Several professorship appointments have been made in the Sloan School of Management.
Michael B. Mikhail, assistant professor of management, has been selected as the inaugural holder of the Theodore T. Miller Career Development Professorship for a three-year term beginning July 1, 1999. The chair was recently established by bequest of Mr. Theodore T. Miller (SB 1922).
Professor Mikhail received the BS in 1986 in computer science and the MAS in 1988 in accounting from the University of Illinois at Urbana-Champaign. He received the MBA (1997) and PhD (1999) in accounting and economics from the University of Chicago.
He has been an assistant professor of management in the Sloan School since 1997. Previously, he was a teaching assistant at the University of Chicago (1992-93), a senior consultant at Arthur Andersen & Co. (1988-92) and a teaching assistant at the University of Illinois at Urbana-Champaign.
Professor Mikhail's principal research interests are in the use of financial information by capital market participants, primarily security analysts. His work exploring the determinants of analysts' forecasting ability and stock recommendation profitability has appeared in the Journal of Accounting Research and the Accounting Review. He also studies the role of ownership structure on tax-planning aggressiveness and earnings management.
Yashan Wang, assistant professor of management science in the Sloan School of Management, has been selected to hold a Robert N. Noyce Career Development Professorship.
Professor Wang received the BS in electrical engineering from the University of Science and Technology of China in 1988, the MS in operations research from the University of Kentucky in 1993 and the PhD in management science from Columbia University in 1998.
Professor Wang joined the MIT faculty as an assistant professor at Sloan in 1997. He worked as a teaching and research assistant at Columbia University from 1993-97. His fields of interest include inventory control, manufacturing and logistics systems, applied probability and simulation.

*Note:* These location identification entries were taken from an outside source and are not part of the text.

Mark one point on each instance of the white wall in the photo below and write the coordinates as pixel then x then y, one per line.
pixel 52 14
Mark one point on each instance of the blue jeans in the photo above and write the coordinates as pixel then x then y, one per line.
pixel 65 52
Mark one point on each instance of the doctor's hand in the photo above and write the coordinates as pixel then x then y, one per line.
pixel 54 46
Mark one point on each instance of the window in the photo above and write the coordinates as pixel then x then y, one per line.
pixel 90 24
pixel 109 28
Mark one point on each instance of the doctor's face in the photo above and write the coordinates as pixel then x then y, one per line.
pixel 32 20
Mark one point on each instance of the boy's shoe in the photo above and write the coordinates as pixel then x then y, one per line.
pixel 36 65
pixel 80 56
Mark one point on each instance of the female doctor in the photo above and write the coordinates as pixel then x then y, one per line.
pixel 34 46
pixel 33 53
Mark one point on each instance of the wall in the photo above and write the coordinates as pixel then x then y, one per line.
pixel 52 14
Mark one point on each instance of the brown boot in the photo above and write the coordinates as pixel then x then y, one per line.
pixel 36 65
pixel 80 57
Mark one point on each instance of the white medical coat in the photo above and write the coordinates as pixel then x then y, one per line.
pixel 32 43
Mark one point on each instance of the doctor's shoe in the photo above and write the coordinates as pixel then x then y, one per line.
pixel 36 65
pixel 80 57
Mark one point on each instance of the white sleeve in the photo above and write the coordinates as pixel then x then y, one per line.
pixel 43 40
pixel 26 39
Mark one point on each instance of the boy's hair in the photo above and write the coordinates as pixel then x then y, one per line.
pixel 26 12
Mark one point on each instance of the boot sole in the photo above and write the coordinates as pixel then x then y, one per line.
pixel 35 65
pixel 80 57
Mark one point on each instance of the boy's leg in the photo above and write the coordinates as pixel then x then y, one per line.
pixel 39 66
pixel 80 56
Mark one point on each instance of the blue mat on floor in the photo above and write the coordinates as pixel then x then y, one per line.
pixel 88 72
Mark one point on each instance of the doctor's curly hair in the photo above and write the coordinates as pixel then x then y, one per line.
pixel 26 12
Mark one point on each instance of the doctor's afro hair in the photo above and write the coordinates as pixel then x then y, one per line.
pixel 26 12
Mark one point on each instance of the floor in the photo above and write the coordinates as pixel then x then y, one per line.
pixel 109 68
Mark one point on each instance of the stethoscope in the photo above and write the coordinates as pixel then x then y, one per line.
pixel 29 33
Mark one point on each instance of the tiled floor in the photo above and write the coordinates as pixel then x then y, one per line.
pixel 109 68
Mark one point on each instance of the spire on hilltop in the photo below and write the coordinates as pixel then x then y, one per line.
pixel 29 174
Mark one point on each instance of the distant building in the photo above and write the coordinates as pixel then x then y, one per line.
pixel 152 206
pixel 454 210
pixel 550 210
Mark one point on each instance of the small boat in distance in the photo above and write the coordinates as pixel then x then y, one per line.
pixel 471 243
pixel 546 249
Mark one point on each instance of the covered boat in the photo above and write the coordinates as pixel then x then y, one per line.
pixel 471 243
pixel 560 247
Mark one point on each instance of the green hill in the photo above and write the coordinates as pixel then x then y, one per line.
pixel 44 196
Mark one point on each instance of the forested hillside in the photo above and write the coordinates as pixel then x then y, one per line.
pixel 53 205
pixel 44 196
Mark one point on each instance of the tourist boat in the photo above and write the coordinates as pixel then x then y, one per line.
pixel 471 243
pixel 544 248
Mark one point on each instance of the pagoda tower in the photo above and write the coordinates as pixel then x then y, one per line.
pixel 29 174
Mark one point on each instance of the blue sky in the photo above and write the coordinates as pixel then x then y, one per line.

JoAnne Yates, professor of communication, information and organization studies, has been named as a Sloan Distinguished Professor of Management.
Her interdisciplinary research, both historical and contemporary, studies how the use of communication within firms shapes and is shaped over time by its organizational, managerial and technological contexts. Her prize-winning book Control Through Communication: The Rise of Systems in American Management focuses on the evolution of communication systems in American businesses from 1850-1920. She is currently writing a book on the life insurance industry's adoption and use of information technology in the twentieth century. She also studies the use of contemporary electronic media in organizations.
Professor Yates holds the BA from Texas Christian University (1974), and the MA (1975) and PhD (1980) from the University of North Carolina. Her initial MIT appointment was as assistant professor of business communications in the Program in Writing and Humanistic Studies from 1980-84. Since then, she has held Sloan School positions as lecturer (1984-86) and senior lecturer (1986-91) in management communication, associate professor in management communication and information studies (1991-94), associate professor with tenure (1994-99), and professor of communication, information and organization studies since July 1999.
A version of this article appeared in MIT Tech Talk on December 15, 1999.